(KCPW News) Pressure to increase domestic energy supplies could endanger wildlife habitats if federal policies don't change, warns a coalition of western sportsmen. William Geer of Sportsmen for Responsible Energy Development, and a former director of the Utah Division of Wildlife Resources, says public land policies favor energy developers, not wildlife.
"Right now our concern is it's a willy-nilly frenetic pace that's making public lands single use, rather than multiple-use," Geer says. "It's trumping all other traditional multiple uses. We want the best of both worlds. We want to have energy over time, and we want to have the other uses that we go outside for, whether it's fish and wildlife uses or other legitimate uses.

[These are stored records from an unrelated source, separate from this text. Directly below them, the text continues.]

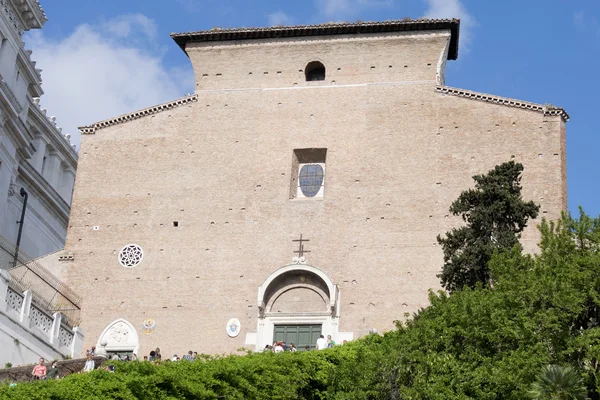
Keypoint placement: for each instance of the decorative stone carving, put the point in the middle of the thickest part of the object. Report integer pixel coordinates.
(14, 300)
(14, 20)
(131, 255)
(119, 334)
(149, 326)
(10, 95)
(233, 327)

Geer says federal policies should ensure energy is not extracted at the cost of wildlife. For instance, he says the Bureau of Land Management has a policy to protect wildlife only in areas that don't have mineral, oil or gas deposits. This allows for full development of an oil field, but Geer says it can potentially devastate a wildlife population. But energy developers can protect wildlife, if the extraction is conducted in phases, he says.
"It should be broken down so the parcel you are doing has similar habitat outside, so the animals displaced have a place to go and survive. Not all of them will survive, but enough of them, so that when you do restore that, there is a base population that can return and repopulate the area," Geer says.